First, we tested, if DM duration and/or plasma glucose level had any
associations with arrhythmia inducibility. Diabetic conditions were
associated with arrhythmogenesis during reperfusion but not ischemia.
Table 1 shows that the diabetic animals did not differ from the controls
concerning ischemic arrhythmias, but the number of arrhythmias induced
at reperfusion was higher in the DM group. This increase in reperfusion
arrhythmogenicity developed only in the prolonged DM group (Table 1). In
the diabetic animals, both DM duration and glucose concentration were
associated with reperfusion VT/VF in univariate logistic regression
analysis (OR 1.058; 95% CI 1.025-1.092; p < 0.001; and OR
1,119; 95% CI 1,045-1,198; p = 0.001; respectively). In multivariate
logistic regression analysis, only DM duration remained an independent
predictor of reperfusion VT/VF (OR 1.060; 95% CI 1.006‑1.117; p =
0.029). No associations were found between ischemic VT/VF on one hand
and neither DM duration, nor glucose concentration on the other hand.
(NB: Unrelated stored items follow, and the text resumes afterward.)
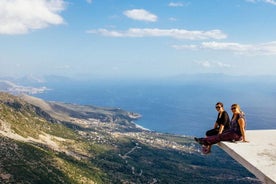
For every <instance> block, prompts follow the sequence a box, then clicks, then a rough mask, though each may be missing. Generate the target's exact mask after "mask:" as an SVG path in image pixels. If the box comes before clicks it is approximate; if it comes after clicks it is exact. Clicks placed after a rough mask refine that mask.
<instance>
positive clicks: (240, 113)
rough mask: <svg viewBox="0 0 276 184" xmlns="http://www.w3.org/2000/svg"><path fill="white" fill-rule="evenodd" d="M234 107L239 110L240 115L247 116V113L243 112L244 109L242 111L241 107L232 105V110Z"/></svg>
mask: <svg viewBox="0 0 276 184" xmlns="http://www.w3.org/2000/svg"><path fill="white" fill-rule="evenodd" d="M232 107H234V108H237V109H238V110H239V112H240V114H241V115H242V116H245V113H244V112H243V111H242V109H241V107H240V105H239V104H232V105H231V108H232Z"/></svg>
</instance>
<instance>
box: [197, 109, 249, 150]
mask: <svg viewBox="0 0 276 184" xmlns="http://www.w3.org/2000/svg"><path fill="white" fill-rule="evenodd" d="M231 111H232V113H233V116H232V118H231V122H230V128H229V129H228V130H226V131H224V132H223V133H222V134H217V135H214V136H208V137H205V138H197V137H195V138H194V139H195V141H196V142H198V143H199V144H201V145H202V152H203V153H204V154H208V153H210V151H211V146H212V145H213V144H216V143H218V142H220V141H231V142H233V141H242V142H248V141H247V139H246V136H245V127H246V120H245V114H244V113H243V111H242V110H241V108H240V106H239V105H238V104H232V106H231Z"/></svg>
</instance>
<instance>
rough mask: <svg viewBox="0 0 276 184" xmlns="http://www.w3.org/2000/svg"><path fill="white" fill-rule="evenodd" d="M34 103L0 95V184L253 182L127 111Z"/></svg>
mask: <svg viewBox="0 0 276 184" xmlns="http://www.w3.org/2000/svg"><path fill="white" fill-rule="evenodd" d="M38 101H39V100H37V99H36V100H34V99H32V100H30V98H29V100H26V98H21V97H16V96H12V95H9V94H7V93H0V109H1V110H0V183H66V184H68V183H76V184H78V183H137V184H139V183H172V184H173V183H247V184H248V183H259V182H258V180H256V178H255V177H254V176H252V174H250V173H249V172H248V171H246V170H245V169H244V168H243V167H242V166H240V165H239V164H238V163H237V162H235V161H234V160H232V159H231V158H230V157H229V156H228V155H227V154H225V153H224V152H223V151H221V150H220V149H218V148H216V147H215V148H214V149H213V154H211V155H208V156H205V155H201V154H200V153H199V151H198V147H197V145H195V144H194V143H193V141H192V139H191V138H189V137H183V136H177V135H170V134H161V133H157V132H151V131H146V130H142V129H140V128H136V126H135V124H134V123H133V122H132V121H133V120H134V119H135V118H137V117H138V116H137V115H136V114H134V113H129V112H126V111H123V110H121V109H108V108H96V107H89V106H76V105H72V104H63V103H57V102H55V103H53V102H43V105H42V102H41V101H40V103H37V102H38ZM99 117H100V118H99ZM218 155H220V156H218Z"/></svg>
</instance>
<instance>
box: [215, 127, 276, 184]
mask: <svg viewBox="0 0 276 184" xmlns="http://www.w3.org/2000/svg"><path fill="white" fill-rule="evenodd" d="M246 136H247V140H248V141H249V143H243V142H236V143H231V142H220V143H218V145H219V146H220V147H221V148H222V149H223V150H224V151H225V152H226V153H228V154H229V155H230V156H231V157H232V158H234V159H235V160H237V161H238V162H239V163H240V164H242V165H243V166H244V167H245V168H246V169H248V170H249V171H250V172H251V173H253V174H254V175H255V176H256V177H257V178H259V179H260V180H261V181H262V182H263V183H266V184H275V183H276V130H247V131H246Z"/></svg>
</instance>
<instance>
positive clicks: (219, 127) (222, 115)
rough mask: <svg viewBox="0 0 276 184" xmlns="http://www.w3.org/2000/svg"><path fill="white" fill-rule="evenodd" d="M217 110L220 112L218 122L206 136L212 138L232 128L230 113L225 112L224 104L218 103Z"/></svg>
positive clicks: (220, 102) (216, 120) (216, 108)
mask: <svg viewBox="0 0 276 184" xmlns="http://www.w3.org/2000/svg"><path fill="white" fill-rule="evenodd" d="M215 107H216V110H217V111H218V116H217V120H216V121H215V124H214V128H213V129H211V130H208V131H206V136H212V135H217V134H222V132H223V131H226V130H228V129H229V127H230V119H229V115H228V113H227V112H226V111H225V110H224V107H223V103H222V102H217V103H216V106H215Z"/></svg>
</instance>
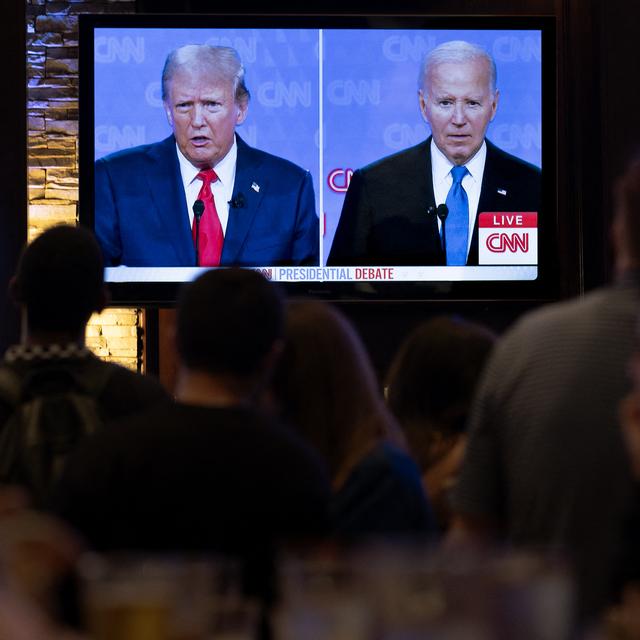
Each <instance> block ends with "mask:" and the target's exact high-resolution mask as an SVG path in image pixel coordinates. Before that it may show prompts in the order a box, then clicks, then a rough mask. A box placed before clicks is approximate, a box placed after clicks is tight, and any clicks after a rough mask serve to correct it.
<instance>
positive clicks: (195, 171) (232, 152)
mask: <svg viewBox="0 0 640 640" xmlns="http://www.w3.org/2000/svg"><path fill="white" fill-rule="evenodd" d="M176 151H177V152H178V162H179V163H180V174H181V175H182V181H183V183H184V184H185V185H189V184H191V183H192V182H193V181H194V180H195V179H196V176H197V175H198V174H199V173H200V169H199V168H198V167H194V166H193V165H192V164H191V163H190V162H189V161H188V160H187V159H186V158H185V156H184V155H183V153H182V151H180V148H179V147H178V143H177V142H176ZM237 158H238V145H237V143H236V136H235V135H234V136H233V144H232V145H231V149H229V151H228V152H227V155H226V156H225V157H224V158H222V160H220V162H218V164H216V166H215V167H213V168H214V169H215V172H216V175H217V176H218V179H219V180H220V182H221V184H222V185H228V184H231V183H232V182H233V179H234V177H235V172H236V160H237Z"/></svg>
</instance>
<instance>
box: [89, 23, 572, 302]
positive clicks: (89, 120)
mask: <svg viewBox="0 0 640 640" xmlns="http://www.w3.org/2000/svg"><path fill="white" fill-rule="evenodd" d="M196 27H198V28H203V27H205V28H208V27H210V28H212V29H216V28H220V29H225V28H256V29H259V28H283V29H286V28H318V29H326V28H330V29H357V28H361V29H367V28H368V29H399V30H401V29H412V30H415V29H425V30H428V29H476V30H483V29H487V30H489V29H495V30H510V29H513V30H539V31H540V32H541V50H542V69H541V77H542V105H541V113H542V150H541V151H542V153H541V157H542V166H543V172H542V203H543V209H544V215H541V216H539V230H538V231H539V233H538V238H539V246H538V258H539V259H538V277H537V278H536V279H535V280H531V281H527V280H510V281H495V280H493V281H489V280H488V281H412V282H389V281H385V282H379V281H374V282H298V283H288V282H287V283H281V286H283V287H284V288H285V290H286V291H287V292H288V293H290V294H292V295H309V296H313V297H318V298H322V299H326V300H381V301H383V300H394V301H397V300H407V301H410V300H418V301H429V300H432V301H470V300H479V301H485V302H486V301H492V300H500V301H506V300H514V301H540V302H542V301H548V300H553V299H557V298H558V297H559V295H560V291H561V286H562V283H561V282H560V277H559V269H558V267H559V262H560V261H559V255H558V251H559V250H560V248H559V246H558V237H559V225H558V193H557V185H558V175H557V155H558V154H557V149H558V135H557V104H558V96H557V76H558V71H557V56H556V48H557V43H556V18H555V16H552V15H534V16H522V15H495V16H494V15H479V16H472V15H464V16H460V15H448V16H443V15H428V14H412V15H408V14H402V15H392V14H359V15H338V14H314V15H309V14H304V15H294V14H269V15H265V14H250V15H235V14H233V15H232V14H224V15H222V14H176V15H172V14H99V15H97V14H84V15H81V16H80V21H79V32H80V36H79V158H80V162H79V222H80V224H82V225H83V226H87V227H89V228H90V229H91V230H93V228H94V213H93V209H94V197H95V196H94V188H95V184H94V160H93V158H94V151H95V148H94V146H95V138H94V136H95V114H94V106H95V104H94V103H95V101H94V30H95V29H98V28H196ZM319 188H322V185H320V187H319ZM182 284H183V283H182V282H148V281H131V282H107V286H108V288H109V291H110V297H111V304H112V305H121V306H136V307H145V306H172V305H173V304H174V303H175V300H176V297H177V295H178V291H179V289H180V286H181V285H182Z"/></svg>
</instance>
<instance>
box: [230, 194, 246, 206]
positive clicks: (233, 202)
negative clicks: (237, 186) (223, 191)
mask: <svg viewBox="0 0 640 640" xmlns="http://www.w3.org/2000/svg"><path fill="white" fill-rule="evenodd" d="M228 204H229V208H230V209H244V208H245V206H246V205H247V202H246V200H245V199H244V195H242V194H241V193H239V194H238V195H236V196H234V197H233V198H231V200H229V203H228Z"/></svg>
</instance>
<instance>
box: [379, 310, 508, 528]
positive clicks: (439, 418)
mask: <svg viewBox="0 0 640 640" xmlns="http://www.w3.org/2000/svg"><path fill="white" fill-rule="evenodd" d="M495 339H496V338H495V335H494V334H493V333H492V332H491V331H489V330H488V329H487V328H486V327H484V326H482V325H478V324H474V323H471V322H467V321H465V320H462V319H460V318H449V317H445V316H442V317H436V318H432V319H431V320H429V321H427V322H425V323H423V324H421V325H420V326H418V327H417V328H416V329H415V330H414V331H413V332H412V333H411V334H410V335H409V336H408V337H407V338H406V340H405V341H404V342H403V343H402V344H401V345H400V348H399V349H398V352H397V353H396V356H395V358H394V359H393V362H392V363H391V367H390V368H389V372H388V373H387V378H386V381H385V388H386V397H387V403H388V405H389V408H390V409H391V412H392V413H393V414H394V416H395V417H396V418H397V419H398V422H399V423H400V426H401V427H402V429H403V431H404V433H405V435H406V437H407V441H408V443H409V447H410V449H411V452H412V454H413V455H414V457H415V459H416V461H417V462H418V465H419V466H420V469H421V471H422V474H423V481H424V484H425V488H426V490H427V494H428V495H429V498H430V499H431V503H432V505H433V506H434V508H435V510H436V513H437V515H438V519H439V521H440V524H441V526H443V527H444V526H446V524H447V521H448V519H449V508H448V504H447V502H448V494H449V491H450V490H451V489H452V487H453V485H454V483H455V481H456V478H457V475H458V469H459V467H460V464H461V462H462V458H463V455H464V450H465V445H466V435H465V432H466V426H467V425H466V422H467V414H468V412H469V408H470V406H471V400H472V398H473V395H474V392H475V388H476V385H477V383H478V380H479V378H480V374H481V372H482V369H483V367H484V365H485V362H486V361H487V358H488V357H489V354H490V353H491V349H492V348H493V345H494V342H495Z"/></svg>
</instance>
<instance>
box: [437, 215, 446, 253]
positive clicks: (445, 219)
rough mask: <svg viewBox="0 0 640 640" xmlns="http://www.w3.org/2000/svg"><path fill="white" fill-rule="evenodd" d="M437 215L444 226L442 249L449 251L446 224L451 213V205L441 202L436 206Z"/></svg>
mask: <svg viewBox="0 0 640 640" xmlns="http://www.w3.org/2000/svg"><path fill="white" fill-rule="evenodd" d="M436 215H437V216H438V218H440V224H441V227H442V250H443V251H444V252H445V253H446V251H447V229H446V226H445V220H446V219H447V216H448V215H449V207H447V205H446V204H439V205H438V206H437V208H436Z"/></svg>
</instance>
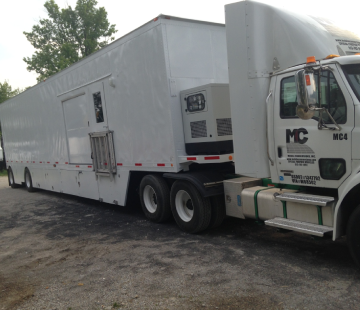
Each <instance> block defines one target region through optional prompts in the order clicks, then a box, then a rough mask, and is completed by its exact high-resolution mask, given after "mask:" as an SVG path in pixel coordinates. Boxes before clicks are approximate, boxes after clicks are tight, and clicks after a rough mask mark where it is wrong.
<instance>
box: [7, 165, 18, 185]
mask: <svg viewBox="0 0 360 310" xmlns="http://www.w3.org/2000/svg"><path fill="white" fill-rule="evenodd" d="M8 178H9V186H10V187H11V188H17V186H16V184H15V179H14V174H13V172H12V169H11V168H10V167H9V169H8Z"/></svg>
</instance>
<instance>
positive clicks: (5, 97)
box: [0, 80, 21, 103]
mask: <svg viewBox="0 0 360 310" xmlns="http://www.w3.org/2000/svg"><path fill="white" fill-rule="evenodd" d="M20 92H21V90H20V89H19V88H16V89H14V90H13V89H12V87H11V85H10V84H9V83H8V81H6V80H5V81H4V83H0V103H2V102H4V101H5V100H8V99H9V98H11V97H14V96H16V95H17V94H19V93H20Z"/></svg>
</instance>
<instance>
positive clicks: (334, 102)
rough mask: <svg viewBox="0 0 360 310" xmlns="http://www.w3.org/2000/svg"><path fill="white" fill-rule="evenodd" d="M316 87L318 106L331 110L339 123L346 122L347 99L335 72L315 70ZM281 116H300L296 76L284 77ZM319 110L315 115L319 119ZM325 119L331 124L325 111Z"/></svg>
mask: <svg viewBox="0 0 360 310" xmlns="http://www.w3.org/2000/svg"><path fill="white" fill-rule="evenodd" d="M314 75H315V82H316V89H317V90H319V85H320V88H321V92H319V91H317V98H318V100H317V107H325V108H327V109H328V111H329V112H330V114H331V116H332V117H333V118H334V120H335V121H336V122H337V123H338V124H345V123H346V101H345V97H344V95H343V93H342V91H341V89H340V86H339V84H338V83H337V81H336V79H335V76H334V74H333V73H332V72H331V71H322V72H320V75H319V72H315V73H314ZM280 92H281V94H280V117H281V118H298V117H297V116H296V106H297V98H296V87H295V77H294V76H290V77H287V78H284V79H282V81H281V90H280ZM318 117H319V112H317V113H316V114H315V116H314V119H316V120H317V119H318ZM323 120H324V122H325V123H326V124H331V123H332V122H331V120H330V119H329V117H328V115H327V114H326V113H323Z"/></svg>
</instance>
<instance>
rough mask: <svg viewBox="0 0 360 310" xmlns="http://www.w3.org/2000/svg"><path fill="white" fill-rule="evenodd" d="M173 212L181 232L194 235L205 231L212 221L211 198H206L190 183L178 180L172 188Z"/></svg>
mask: <svg viewBox="0 0 360 310" xmlns="http://www.w3.org/2000/svg"><path fill="white" fill-rule="evenodd" d="M170 201H171V211H172V214H173V216H174V218H175V221H176V223H177V224H178V226H179V227H180V229H181V230H183V231H185V232H188V233H191V234H194V233H198V232H200V231H202V230H205V229H206V228H207V227H208V226H209V224H210V219H211V203H210V198H204V197H202V196H201V195H200V193H199V191H198V190H197V189H196V188H195V186H194V185H192V184H191V183H189V182H186V181H181V180H178V181H176V182H175V183H174V184H173V186H172V187H171V192H170Z"/></svg>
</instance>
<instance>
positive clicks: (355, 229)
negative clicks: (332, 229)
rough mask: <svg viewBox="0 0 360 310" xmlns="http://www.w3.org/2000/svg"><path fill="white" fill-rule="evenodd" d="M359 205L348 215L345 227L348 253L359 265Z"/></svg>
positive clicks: (354, 260)
mask: <svg viewBox="0 0 360 310" xmlns="http://www.w3.org/2000/svg"><path fill="white" fill-rule="evenodd" d="M359 223H360V205H359V206H357V207H356V209H355V210H354V212H353V213H352V214H351V215H350V218H349V221H348V225H347V228H346V241H347V244H348V247H349V250H350V254H351V256H352V258H353V259H354V261H355V263H356V264H357V265H358V266H359V267H360V225H359Z"/></svg>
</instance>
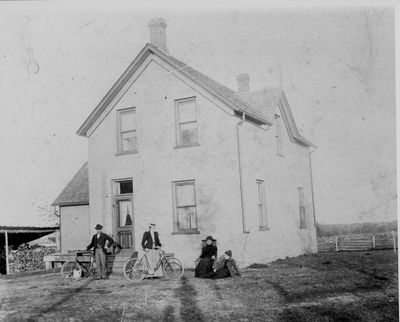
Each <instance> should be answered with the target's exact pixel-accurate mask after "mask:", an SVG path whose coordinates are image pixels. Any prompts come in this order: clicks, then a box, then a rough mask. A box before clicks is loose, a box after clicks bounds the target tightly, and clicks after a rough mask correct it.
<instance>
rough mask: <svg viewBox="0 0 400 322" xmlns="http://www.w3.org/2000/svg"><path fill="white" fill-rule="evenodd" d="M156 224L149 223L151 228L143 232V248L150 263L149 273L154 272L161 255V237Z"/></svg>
mask: <svg viewBox="0 0 400 322" xmlns="http://www.w3.org/2000/svg"><path fill="white" fill-rule="evenodd" d="M155 230H156V225H155V224H149V230H148V231H145V232H144V233H143V238H142V248H143V250H144V251H145V252H146V253H147V254H146V257H147V260H148V262H149V265H150V269H149V274H154V268H155V266H156V265H157V262H158V259H159V257H160V249H159V248H160V247H161V243H160V239H159V238H158V232H156V231H155Z"/></svg>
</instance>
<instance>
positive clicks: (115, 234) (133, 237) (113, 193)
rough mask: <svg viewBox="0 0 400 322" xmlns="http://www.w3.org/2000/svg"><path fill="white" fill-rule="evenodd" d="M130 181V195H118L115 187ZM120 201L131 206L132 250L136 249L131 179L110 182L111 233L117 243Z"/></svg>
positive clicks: (131, 229) (122, 179)
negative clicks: (131, 219)
mask: <svg viewBox="0 0 400 322" xmlns="http://www.w3.org/2000/svg"><path fill="white" fill-rule="evenodd" d="M129 180H130V181H132V193H125V194H118V188H117V185H118V183H119V182H121V181H129ZM121 200H129V201H130V202H131V206H132V213H131V217H132V229H131V233H132V248H131V249H132V250H135V249H136V247H135V246H136V245H135V209H134V202H133V201H134V194H133V179H132V178H121V179H113V180H112V231H113V234H114V238H115V240H116V241H117V242H118V231H119V230H118V228H119V223H118V220H119V217H118V215H119V214H118V206H117V204H118V202H119V201H121Z"/></svg>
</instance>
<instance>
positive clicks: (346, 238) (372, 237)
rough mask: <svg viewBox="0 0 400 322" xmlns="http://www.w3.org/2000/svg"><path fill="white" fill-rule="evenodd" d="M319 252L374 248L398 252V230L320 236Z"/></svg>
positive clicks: (319, 242)
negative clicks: (362, 233)
mask: <svg viewBox="0 0 400 322" xmlns="http://www.w3.org/2000/svg"><path fill="white" fill-rule="evenodd" d="M317 243H318V251H319V252H335V251H336V252H339V251H362V250H373V249H377V250H378V249H393V251H394V252H397V249H398V243H397V232H394V231H393V232H390V233H382V234H375V235H371V234H362V235H344V236H333V237H319V238H318V240H317Z"/></svg>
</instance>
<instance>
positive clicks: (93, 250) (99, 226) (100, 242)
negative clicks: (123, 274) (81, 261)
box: [86, 224, 114, 279]
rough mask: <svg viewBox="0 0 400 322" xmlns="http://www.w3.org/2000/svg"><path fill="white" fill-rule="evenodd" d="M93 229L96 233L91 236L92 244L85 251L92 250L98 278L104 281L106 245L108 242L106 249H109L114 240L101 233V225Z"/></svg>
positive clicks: (98, 225) (108, 236)
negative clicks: (92, 250)
mask: <svg viewBox="0 0 400 322" xmlns="http://www.w3.org/2000/svg"><path fill="white" fill-rule="evenodd" d="M94 229H96V230H97V233H96V234H94V235H93V237H92V242H91V243H90V245H89V246H88V247H87V248H86V249H87V250H89V249H91V248H93V253H94V256H95V261H96V265H97V270H98V273H99V276H100V277H99V278H100V279H106V278H107V259H106V254H107V250H106V244H107V241H108V242H109V245H108V247H111V246H112V245H113V244H114V240H113V239H112V238H111V237H110V236H108V235H107V234H105V233H103V232H102V231H101V230H102V229H103V226H102V225H100V224H97V225H96V227H94Z"/></svg>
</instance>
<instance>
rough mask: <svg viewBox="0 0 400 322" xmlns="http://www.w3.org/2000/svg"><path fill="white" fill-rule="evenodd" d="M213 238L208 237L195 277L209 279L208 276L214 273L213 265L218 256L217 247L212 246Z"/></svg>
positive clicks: (196, 271)
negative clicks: (203, 277)
mask: <svg viewBox="0 0 400 322" xmlns="http://www.w3.org/2000/svg"><path fill="white" fill-rule="evenodd" d="M212 241H213V238H212V237H211V236H207V238H206V244H207V245H206V246H204V247H203V249H202V250H201V255H200V257H199V262H198V264H197V266H196V269H195V271H194V276H195V277H207V275H208V274H209V273H211V272H213V265H214V259H215V256H217V247H216V246H214V245H213V244H212Z"/></svg>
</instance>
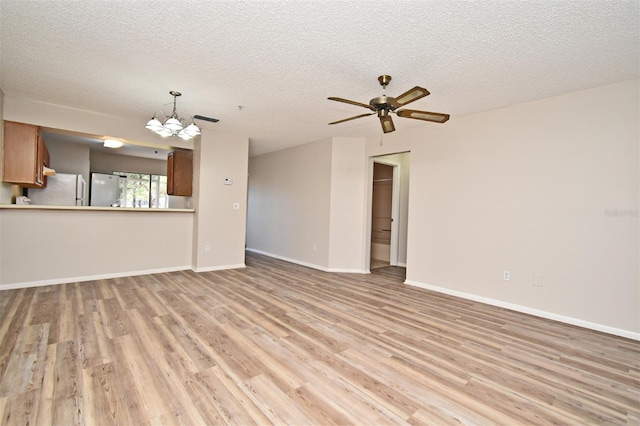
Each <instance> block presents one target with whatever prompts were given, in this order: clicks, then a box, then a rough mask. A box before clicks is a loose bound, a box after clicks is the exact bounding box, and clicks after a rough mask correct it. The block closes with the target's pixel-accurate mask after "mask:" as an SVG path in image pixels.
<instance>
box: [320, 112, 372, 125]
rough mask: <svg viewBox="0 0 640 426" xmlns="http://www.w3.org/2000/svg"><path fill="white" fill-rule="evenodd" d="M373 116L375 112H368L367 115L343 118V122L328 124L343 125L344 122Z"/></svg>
mask: <svg viewBox="0 0 640 426" xmlns="http://www.w3.org/2000/svg"><path fill="white" fill-rule="evenodd" d="M373 114H375V112H370V113H369V114H360V115H356V116H355V117H349V118H345V119H344V120H338V121H334V122H333V123H329V124H338V123H344V122H345V121H349V120H355V119H356V118H361V117H366V116H369V115H373Z"/></svg>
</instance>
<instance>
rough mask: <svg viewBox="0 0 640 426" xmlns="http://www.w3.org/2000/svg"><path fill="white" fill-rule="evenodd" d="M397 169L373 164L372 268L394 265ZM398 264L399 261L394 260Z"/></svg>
mask: <svg viewBox="0 0 640 426" xmlns="http://www.w3.org/2000/svg"><path fill="white" fill-rule="evenodd" d="M395 167H397V166H392V165H388V164H384V163H379V162H377V161H374V162H373V189H372V191H371V253H370V258H371V263H370V268H371V269H375V268H382V267H384V266H390V265H392V262H391V241H392V237H391V233H392V232H391V231H392V225H393V192H394V191H393V183H394V179H393V175H394V172H395V170H394V169H395ZM394 261H395V262H393V263H397V260H396V259H394Z"/></svg>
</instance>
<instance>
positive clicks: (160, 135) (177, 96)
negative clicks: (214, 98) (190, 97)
mask: <svg viewBox="0 0 640 426" xmlns="http://www.w3.org/2000/svg"><path fill="white" fill-rule="evenodd" d="M169 94H170V95H171V96H173V113H172V114H171V116H169V117H167V116H166V114H165V113H163V112H162V111H157V112H156V113H155V114H154V115H153V118H151V120H149V122H148V123H147V125H146V126H145V127H146V128H147V129H149V130H151V131H152V132H154V133H156V134H158V135H160V136H162V137H167V136H177V137H179V138H182V139H184V140H189V139H193V138H195V137H196V136H198V135H200V134H201V133H202V132H201V131H200V128H199V127H198V126H196V123H195V122H194V120H193V117H191V116H188V117H189V118H191V123H189V121H188V120H186V119H184V118H181V117H179V116H178V113H177V112H176V98H177V97H178V96H182V93H180V92H176V91H174V90H172V91H170V92H169ZM158 113H160V114H161V115H162V116H164V117H165V118H164V121H160V120H159V119H158Z"/></svg>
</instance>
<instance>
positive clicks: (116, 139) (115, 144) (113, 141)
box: [103, 139, 124, 148]
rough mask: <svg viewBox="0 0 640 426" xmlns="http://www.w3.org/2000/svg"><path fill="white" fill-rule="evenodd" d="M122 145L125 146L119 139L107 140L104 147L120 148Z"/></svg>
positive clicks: (105, 140)
mask: <svg viewBox="0 0 640 426" xmlns="http://www.w3.org/2000/svg"><path fill="white" fill-rule="evenodd" d="M122 145H124V144H123V143H122V141H119V140H117V139H105V140H104V145H103V146H104V147H105V148H120V147H121V146H122Z"/></svg>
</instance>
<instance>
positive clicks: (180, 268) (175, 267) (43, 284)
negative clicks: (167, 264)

Then, to find out which electrophysiological parameters were affected by
DM duration, we compared electrophysiological parameters in the control
group, and groups with short and prolonged DM (Fig. 1). The groups did
not differ in DOR, time of epicardial breakthrough, duration of
epicardial and total ventricular activation. Among the studied
electrophysiological variables obtained by ventricular epicardial
contact potential mapping, only duration of ARIs differed between the
groups being increased in the prolonged DM group.
Within the diabetic group (any DM duration), we tested which
electrophysiological mapping parameters were associated with DM duration
and/or glucose concentration in multivariate linear regression analysis
(Table 2). Duration of epicardial activation was associated with glucose
concentration, whereas total ventricular activation and ARI duration
were associated with DM duration. Epicardial isochronal maps show
prolongation of ARIs particularly in the apical areas of ventricular
epicardium in the animals with DM, especially at the long follow-up
(Fig. 2). DOR demonstrated no associations with neither DM duration, nor
glucose concentration.
We established electrophysiological determinants of ischemic and
reperfusion VT/VF development. Table 3 shows results of univariate
logistic regression analysis of arrhythmia predictors. It demonstrates
association of VT/VF development during ischemia with activation time of
epicardial breakthrough, DOR and average ARI duration. On the other
hand, reperfusion VT/VFs were associated with only average ARI duration.
ROC curve analysis demonstrated significant association of prolonged ARI
with reperfusion VT/VF inducibility (AUC 0.781, p = 0.001). The optimal
cut-off for the ARI ≥ 120 ms predicted reperfusion VT/VF with
sensitivity 0.80 and specificity 0.75 (OR 8.119 95%CI 2.334-28.247,
p = 0.001 in logistic regression analysis).